Rain, Seafood, and the Oregon CoastApril 1, 2019 in the United States ⋅ 🌧 13 °C
A cup of coffee on a foggy morning is just about as perfect of a start as we could have asked for. After morning photos, checking out, and saying our goodbyes, we started our journey south with a few notes scribbled on a hotel notepad.
Our first short stop was at Hug Point, which got its name from the exact reason why we didn't actually see much there. You see, before our dear Pacific Coast Highway, those traveling north could go along the beach or chop down every tree in their way... soooo when taking their wagons up the beach, the only way to get past this area was to wait for low tide then "hug" the cliffs to get past them. That being said, it was not low tide and the lovely waterfall and sea caves would have taken a very brisk and downright dangerous swim around the point. Either way, we were just excited for our PCH trip to begin so we were enthusiastic.
Wesley was delightfully passed out, it was raining, fog was seeping through the trees, and driving was easy, so we only stopped at a few viewpoints along the way, choosing to enjoy most of our views from the road. A couple of hours in, we went for an early lunch in Neskowin. Delicious seared cod sandwich and rockfish tacos... yum. 3 full bellies and we were on the road again. Danielle pointed out a Pendleton shop, so we took a quick detour to get Wesley his first wool blanket and may have picked up souvenirs for ourselves too...
Next up was the Yaquina Head Lighthouse, which is designated as an "Outstanding Natural Area", possibly the best designation ever. There were heaps of noisy common murres on the rocks and rafts of cormorants in the surf surrounding the iconic-looking lighthouse. It was easy to get lost in the mix of crashing waves, the smell of pine, the brisk breeze, and the taste of the ocean air. If someone could make an air freshener smell like that, it would need to come with a huffing warning.
Other than a few viewpoints, the last stop was another tide-dependant one that we didn't exactly nail on the head, but was fun nonetheless. It was raining steadily as we made our way down the fairytale-esque trail to Cook's Chasm. The jet black rocks were of obvious volcanic origin that had been worn into their current state by millennia of crashing waves. While walking down, we could feel the largest wave in each set pound the small caves of the chasm. Had it been high tide, we would have seen Thor's Well devouring ocean water like a black hole and the Spouting Horn would have been launching water 30 feet in the air, but instead, each would periodically shoot up a 5 to 10 foot "ocean geyser".

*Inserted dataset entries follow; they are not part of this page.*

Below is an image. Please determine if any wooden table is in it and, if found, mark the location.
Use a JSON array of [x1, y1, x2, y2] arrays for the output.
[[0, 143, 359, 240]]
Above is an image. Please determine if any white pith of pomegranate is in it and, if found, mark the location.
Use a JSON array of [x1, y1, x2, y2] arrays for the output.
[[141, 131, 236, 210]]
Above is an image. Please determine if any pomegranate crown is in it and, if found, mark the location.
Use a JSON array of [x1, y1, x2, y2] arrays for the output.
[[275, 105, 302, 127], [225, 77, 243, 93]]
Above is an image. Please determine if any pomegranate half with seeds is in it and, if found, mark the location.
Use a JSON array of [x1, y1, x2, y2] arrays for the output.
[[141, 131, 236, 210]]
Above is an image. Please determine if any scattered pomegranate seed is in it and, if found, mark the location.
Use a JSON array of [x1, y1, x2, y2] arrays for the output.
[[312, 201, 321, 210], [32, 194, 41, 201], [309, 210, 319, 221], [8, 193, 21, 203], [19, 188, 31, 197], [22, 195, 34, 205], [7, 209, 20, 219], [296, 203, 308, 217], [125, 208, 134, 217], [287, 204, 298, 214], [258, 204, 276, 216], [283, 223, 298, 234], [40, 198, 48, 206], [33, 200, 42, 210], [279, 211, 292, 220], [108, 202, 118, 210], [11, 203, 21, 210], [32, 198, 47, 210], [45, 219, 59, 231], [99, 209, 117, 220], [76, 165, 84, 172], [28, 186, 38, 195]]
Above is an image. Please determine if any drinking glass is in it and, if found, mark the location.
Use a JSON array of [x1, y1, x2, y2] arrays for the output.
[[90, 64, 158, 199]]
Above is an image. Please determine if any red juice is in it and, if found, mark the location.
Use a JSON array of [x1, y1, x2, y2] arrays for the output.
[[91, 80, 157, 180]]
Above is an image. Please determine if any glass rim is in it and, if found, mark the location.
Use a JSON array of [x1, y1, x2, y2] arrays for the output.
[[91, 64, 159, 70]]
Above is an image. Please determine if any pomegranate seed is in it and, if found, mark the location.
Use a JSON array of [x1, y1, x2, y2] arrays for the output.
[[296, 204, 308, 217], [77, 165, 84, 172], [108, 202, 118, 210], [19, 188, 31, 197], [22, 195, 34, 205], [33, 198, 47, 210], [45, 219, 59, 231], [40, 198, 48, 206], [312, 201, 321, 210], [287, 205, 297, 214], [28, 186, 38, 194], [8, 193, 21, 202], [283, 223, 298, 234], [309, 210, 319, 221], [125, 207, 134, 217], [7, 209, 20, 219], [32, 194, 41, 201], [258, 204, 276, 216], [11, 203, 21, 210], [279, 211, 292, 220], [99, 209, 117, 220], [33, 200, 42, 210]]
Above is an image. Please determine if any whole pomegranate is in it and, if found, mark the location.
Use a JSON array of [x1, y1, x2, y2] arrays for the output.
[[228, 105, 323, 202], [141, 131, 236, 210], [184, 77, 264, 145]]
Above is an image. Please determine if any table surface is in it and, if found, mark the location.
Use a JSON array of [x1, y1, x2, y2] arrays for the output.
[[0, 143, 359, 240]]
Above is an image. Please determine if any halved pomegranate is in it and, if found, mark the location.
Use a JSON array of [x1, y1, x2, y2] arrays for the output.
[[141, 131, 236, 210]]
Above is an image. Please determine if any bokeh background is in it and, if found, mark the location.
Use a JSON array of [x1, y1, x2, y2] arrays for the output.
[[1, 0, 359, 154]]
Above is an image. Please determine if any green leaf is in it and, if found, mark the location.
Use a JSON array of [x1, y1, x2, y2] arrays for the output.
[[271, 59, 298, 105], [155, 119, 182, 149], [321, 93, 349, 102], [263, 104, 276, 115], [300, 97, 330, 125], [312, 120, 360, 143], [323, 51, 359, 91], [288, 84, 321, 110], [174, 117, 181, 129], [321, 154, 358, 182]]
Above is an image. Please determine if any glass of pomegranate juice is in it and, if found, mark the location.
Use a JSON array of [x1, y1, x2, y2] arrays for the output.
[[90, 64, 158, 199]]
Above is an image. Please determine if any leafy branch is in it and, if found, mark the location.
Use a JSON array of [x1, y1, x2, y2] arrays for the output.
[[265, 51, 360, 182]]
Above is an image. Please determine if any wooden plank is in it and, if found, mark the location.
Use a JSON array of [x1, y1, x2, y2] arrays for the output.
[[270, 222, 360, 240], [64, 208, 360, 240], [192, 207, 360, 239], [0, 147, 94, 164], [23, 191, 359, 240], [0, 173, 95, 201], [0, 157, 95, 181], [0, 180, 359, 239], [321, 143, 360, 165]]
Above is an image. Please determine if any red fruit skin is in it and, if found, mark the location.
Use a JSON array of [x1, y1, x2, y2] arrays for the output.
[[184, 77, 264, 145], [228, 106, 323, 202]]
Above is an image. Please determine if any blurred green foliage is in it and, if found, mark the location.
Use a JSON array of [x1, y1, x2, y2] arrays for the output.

Soaked and happy with our expeditions, we skipped our last potential stop, the Sea Lion Caves. The way we saw it, if the place has a gift shop and overflow parking filled with Buicks, we probably don't need to be dragging our little bear through that sort of tourist trap. That left our final journey to Coos Bay. We passed some tired, yet adorable old fishing and crabbing towns on the way and finally made it to our little cottage.
Dinner usually wouldn't warrant its own paragraph, but when Danielle's first words upon being seated are "oh no, I've watched too many Kitchen Nightmares to eat here", it deserves the nod. With no real alternatives, we did eat there, and of course pointed out everything that Gordon Ramsay would yell at them about. The only other table in there were of an age that required the waitress to literally scream her questions to them, no music, the menu was 6 pages, there were cold cucumber and tomato slices on the seafood fettuccine, the portions were enough for 4 people each, the owner went up to the other table to talk about himself... they broke all the rules, but somehow the mix of playing russian roulette with our health and the view of the bay worked just fine, food waste aside.